Dmitry Gooshchin

Personal information
- Native name: דמיטרי גושצ'ין
- Born: 15 January 1982 (age 44)

Chess career
- Country: Israel
- Title: Grandmaster

= Dmitry Gooshchin =

Correspondence chess player

Dmitry Gooshchin (דמיטרי גושצ'ין; born 15 January 1982) is an Israeli Correspondence Chess Grandmaster and high-tech entrepreneur. He represents the Israeli national team in the World Correspondence Chess Championships, Euro Championships and Chess Olympiads.

==Education==

Gooshchin completed his M.Sc. in Astrophysics, Geophysics, and Planetary science from Tel Aviv University, Israel.

==Career==

Gooshchin, worked in senior management roles in fintech and high tech companies and was a founder in several companies including Fractom, Goodelta, and Strategy Runner (sold to MFGlobal). Along with Dr. Anna Becker, Gooshchin co-founded EndoTech, an algorithmic trading platform based on artificial intelligence and machine learning.
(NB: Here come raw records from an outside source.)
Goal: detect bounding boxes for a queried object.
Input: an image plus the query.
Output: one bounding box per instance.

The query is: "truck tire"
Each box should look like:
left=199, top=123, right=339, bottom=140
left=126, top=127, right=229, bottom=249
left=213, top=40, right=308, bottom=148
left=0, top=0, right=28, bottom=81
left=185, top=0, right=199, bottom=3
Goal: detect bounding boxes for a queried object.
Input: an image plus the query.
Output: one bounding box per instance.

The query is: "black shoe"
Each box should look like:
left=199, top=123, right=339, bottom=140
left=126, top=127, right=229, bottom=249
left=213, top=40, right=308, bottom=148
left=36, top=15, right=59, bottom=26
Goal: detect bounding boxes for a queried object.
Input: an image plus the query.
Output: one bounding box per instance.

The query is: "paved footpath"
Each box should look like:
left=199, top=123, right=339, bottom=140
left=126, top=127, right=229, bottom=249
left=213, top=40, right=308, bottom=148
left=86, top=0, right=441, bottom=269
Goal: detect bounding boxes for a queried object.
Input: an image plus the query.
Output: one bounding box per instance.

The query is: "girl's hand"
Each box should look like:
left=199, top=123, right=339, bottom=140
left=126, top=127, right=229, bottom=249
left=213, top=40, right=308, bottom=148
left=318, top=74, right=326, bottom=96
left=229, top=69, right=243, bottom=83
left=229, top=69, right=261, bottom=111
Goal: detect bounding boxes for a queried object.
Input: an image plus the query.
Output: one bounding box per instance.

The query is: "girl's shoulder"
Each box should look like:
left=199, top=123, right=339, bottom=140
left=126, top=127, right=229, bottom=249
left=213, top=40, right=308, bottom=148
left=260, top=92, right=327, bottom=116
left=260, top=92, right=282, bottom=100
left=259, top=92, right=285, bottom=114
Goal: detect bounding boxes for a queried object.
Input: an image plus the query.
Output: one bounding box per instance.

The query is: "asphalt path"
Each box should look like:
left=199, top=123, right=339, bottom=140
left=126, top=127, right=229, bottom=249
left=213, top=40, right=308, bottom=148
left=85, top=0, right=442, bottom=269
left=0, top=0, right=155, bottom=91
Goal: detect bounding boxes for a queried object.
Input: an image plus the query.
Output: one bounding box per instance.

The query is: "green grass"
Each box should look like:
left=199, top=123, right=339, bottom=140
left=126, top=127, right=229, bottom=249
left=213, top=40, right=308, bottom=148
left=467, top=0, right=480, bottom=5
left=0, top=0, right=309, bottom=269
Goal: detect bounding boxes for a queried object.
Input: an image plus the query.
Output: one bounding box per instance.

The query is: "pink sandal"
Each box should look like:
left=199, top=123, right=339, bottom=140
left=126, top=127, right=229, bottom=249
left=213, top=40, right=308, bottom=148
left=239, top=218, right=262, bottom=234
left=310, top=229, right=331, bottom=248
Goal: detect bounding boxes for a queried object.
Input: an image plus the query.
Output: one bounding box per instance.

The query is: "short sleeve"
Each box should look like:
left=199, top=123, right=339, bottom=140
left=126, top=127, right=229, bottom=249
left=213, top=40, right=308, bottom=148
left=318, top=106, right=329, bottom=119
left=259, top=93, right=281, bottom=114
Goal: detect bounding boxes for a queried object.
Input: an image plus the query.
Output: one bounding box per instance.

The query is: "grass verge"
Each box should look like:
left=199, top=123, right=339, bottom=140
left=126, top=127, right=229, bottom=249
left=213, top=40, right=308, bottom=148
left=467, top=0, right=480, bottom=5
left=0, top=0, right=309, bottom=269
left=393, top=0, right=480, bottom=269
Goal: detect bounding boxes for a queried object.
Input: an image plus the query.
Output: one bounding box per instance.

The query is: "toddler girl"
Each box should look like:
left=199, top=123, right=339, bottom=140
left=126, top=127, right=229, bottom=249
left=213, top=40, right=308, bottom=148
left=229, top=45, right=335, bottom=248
===Scientific applications===

Gooshchin holds patents in the area of antennas and wireless technologies. His approach to advanced communication structures is implemented in innovative antenna systems, radio navigation, and cellular communications modules globally. Technically, these antenna advancements and designs are rooted in the Fibonacci sequence, golden ratio, and fractal geometry.

===Chess===

Gooshchin holds the title of Correspondence Chess Grandmaster and is ranked in the top 100 globally and 1 in Israel (as of March 2026).

He won the Israel Correspondence Chess Championship in 2008, 2009, and 2011 and took 3rd place in 2007.

Gooshchin is also the winner of the 17th Correspondence Chess Olympiad (2008) on board 6 and the winner of the 7th Correspondence Chess European team championship (2011) on board 7.

He reached the semi-finals of the 34th and 41st World Correspondence Chess Championship and was the finalist in the 20th Correspondence Chess Olympiad on the 1st board.

He has been included in two encyclopedias for his history and chess accomplishments.